A pleasure barge is a flat bottomed, slow moving boat used for leisure. It is contrasted with a standard barge, which is used to transport freight. Many places where canals or rivers play a prominent role have developed pleasure barges for conducting religious ceremonies or waterborne festivities, or for viewing scenery.
Barges of all kinds were commonly used on the Nile in ancient Egypt. When the Pharaoh Akhenaten revolutionized Egyptian religion, he renamed his pleasure barge "Splendour of Aten" after his dominant god. A miniature of a royal barge was amongst the booty of the tomb of Tutankhamun. The most famous Egyptian barge is that used by Cleopatra when she arrived in luxurious state to seduce Mark Antony.
The 11th century Chinese writer Ouyang Xiu mentions a pleasure barge in his poetry with oars the color of orchids (or magnolias, depending on the translation). An ivory model of a Qing Dynasty imperial pleasure barge exists at the Vancouver Maritime Museum. In 1357, King Boromtrailokanat of Ayudhaya, in what would later become Thailand, decreed a yearly barge race. His barge would compete against the barge of his consort. If the consort's barge won, then the year would bring abundance. If the King's barge won then it would signify hardship. The consort's barge was usually allowed to win. A later Thai king included a royal barge bearing Buddhist relics in his war party against Burma. By the 17th century, royal Thai barge processions included more than 100 barges, and oarsmen wore matching red garments and gold jewelry.

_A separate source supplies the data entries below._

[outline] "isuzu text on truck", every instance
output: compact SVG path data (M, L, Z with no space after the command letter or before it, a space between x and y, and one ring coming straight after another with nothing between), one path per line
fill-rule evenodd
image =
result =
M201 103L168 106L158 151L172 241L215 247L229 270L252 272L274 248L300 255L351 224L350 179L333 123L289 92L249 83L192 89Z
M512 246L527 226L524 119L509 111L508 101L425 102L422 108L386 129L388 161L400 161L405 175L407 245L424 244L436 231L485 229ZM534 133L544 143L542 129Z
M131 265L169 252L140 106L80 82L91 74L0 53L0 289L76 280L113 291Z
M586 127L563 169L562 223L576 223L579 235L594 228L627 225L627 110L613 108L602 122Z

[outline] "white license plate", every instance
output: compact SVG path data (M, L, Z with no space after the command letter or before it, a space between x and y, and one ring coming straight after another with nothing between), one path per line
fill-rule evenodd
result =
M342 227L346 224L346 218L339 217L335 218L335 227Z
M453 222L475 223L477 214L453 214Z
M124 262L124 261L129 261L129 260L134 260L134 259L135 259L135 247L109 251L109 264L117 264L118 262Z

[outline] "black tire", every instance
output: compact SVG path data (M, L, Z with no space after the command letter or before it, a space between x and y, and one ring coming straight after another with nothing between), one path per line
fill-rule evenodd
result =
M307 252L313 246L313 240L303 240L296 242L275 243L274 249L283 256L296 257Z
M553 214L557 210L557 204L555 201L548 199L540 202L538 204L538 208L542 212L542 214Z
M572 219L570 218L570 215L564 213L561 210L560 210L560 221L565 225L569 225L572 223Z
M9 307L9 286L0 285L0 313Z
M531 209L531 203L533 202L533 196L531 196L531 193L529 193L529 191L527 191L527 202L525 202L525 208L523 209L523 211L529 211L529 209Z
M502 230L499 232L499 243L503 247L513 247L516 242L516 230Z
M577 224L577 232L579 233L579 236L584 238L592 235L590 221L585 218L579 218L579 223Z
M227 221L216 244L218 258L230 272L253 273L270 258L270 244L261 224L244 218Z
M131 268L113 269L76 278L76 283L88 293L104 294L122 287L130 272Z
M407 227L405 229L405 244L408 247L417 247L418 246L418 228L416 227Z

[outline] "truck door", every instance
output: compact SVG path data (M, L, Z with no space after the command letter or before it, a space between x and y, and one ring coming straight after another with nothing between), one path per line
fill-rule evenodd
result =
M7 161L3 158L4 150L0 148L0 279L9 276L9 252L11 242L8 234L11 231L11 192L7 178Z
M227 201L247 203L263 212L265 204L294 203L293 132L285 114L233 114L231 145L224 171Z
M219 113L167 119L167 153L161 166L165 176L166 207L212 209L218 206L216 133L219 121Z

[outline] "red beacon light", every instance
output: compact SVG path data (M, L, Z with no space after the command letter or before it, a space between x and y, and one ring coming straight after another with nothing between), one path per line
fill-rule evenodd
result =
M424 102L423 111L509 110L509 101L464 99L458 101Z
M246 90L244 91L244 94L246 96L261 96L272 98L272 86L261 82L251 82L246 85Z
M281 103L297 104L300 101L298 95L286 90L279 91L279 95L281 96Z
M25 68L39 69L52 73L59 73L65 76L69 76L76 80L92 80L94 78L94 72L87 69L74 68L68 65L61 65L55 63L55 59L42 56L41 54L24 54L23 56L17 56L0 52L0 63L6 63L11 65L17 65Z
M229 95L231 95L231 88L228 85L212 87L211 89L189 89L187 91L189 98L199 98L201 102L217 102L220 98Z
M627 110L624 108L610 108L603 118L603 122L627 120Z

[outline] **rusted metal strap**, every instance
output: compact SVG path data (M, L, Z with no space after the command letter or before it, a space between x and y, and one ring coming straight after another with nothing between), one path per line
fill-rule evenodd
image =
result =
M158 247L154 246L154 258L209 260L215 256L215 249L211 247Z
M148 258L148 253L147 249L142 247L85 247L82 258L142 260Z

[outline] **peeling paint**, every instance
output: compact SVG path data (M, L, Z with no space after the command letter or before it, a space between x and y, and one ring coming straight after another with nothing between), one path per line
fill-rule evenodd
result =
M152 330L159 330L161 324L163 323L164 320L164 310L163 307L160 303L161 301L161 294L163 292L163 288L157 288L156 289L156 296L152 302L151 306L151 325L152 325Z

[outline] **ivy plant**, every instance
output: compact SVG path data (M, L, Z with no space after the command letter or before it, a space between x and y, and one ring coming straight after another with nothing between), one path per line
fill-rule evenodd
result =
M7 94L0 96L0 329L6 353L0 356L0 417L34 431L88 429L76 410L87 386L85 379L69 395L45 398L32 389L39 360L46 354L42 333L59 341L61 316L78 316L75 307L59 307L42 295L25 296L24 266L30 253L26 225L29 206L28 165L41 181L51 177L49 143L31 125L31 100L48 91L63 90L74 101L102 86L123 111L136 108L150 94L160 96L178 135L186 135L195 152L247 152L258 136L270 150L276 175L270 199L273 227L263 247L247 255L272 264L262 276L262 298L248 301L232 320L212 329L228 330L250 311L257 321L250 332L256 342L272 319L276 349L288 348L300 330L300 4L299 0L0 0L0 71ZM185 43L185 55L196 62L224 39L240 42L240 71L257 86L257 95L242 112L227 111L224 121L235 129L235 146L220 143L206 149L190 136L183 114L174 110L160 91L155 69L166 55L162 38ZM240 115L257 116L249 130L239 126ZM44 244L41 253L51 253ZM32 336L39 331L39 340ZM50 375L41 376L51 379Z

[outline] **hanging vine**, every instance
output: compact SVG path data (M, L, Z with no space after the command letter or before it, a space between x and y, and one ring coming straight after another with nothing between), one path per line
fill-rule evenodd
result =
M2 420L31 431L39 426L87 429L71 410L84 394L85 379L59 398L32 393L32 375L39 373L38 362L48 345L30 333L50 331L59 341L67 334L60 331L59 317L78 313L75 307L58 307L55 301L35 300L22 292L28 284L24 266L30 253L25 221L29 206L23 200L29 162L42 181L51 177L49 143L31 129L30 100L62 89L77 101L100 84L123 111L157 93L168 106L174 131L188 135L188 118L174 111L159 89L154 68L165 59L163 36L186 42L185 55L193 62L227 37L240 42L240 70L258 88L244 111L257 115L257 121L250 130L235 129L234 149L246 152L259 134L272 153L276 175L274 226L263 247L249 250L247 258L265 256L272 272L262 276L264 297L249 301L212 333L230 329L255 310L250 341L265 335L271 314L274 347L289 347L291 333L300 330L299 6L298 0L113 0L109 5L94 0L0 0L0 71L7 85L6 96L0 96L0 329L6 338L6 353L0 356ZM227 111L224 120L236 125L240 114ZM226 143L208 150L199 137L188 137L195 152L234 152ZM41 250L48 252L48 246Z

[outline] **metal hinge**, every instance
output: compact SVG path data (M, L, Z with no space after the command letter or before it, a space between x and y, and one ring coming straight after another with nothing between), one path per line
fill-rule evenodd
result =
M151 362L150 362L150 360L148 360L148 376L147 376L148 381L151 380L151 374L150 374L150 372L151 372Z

Wealthy states which relied on water trade sometimes developed barges specifically linked to the ruling class. A painting by Jan van de Capelle from 1650 depicts the state barge of the Netherlands being saluted by gun blasts from battle ships. The doges of Venice also traveled by state barge.
The Grand Canal d'Alsace at Versailles served as a setting for elaborate play barges in the 17th and 18th centuries. The gilded goddess figurehead from Marie Antoinette's barge survives, and Napoleon commissioned a ceremonial barge for his official visit to the port of Brest in 1810. The latter is at the French Musee National de la Marine.
Until the middle of the 19th century, barges were common sights on the River Thames in London. These included shallops, luxury transport for the upper class, rowed by up to eight liveried servants, and sometimes decorated with gilded carvings and ornate draperies. Handel's famous Water Music was composed to be played with its audiences listening from pleasure barges.
Religious ceremonies are still conducted aboard barges in Thailand, where up to fifty barges at a time travel in battle formation on Bangkok's rivers. The royal barge is rowed by fifty oarsmen, steered by two steersmen, and commanded by two officers. The crew is rounded out by a flagman, a chantman, and a signalman. Bangkok has a museum devoted entirely to royal barges.
Barges built to provide people with scenic trips down rivers developed along with the growing middle class in Europe and the United States. Modern pleasure barges, such as those that travel the wine regions of France, can include such amenities as DVD players, exercise equipment, onboard kitchens and water closets, skylit passenger cabins, and stereo systems.
The most well known pleasure barge to Americans may be the fictitious Khetanna, the floating air-propelled barge of Jabba the Hutt in the Star Wars universe. The original concept art for this barge depicted it as an opulent baroque craft, but the final construction was more utilitarian in appearance. The barge appears in the film Return of the Jedi.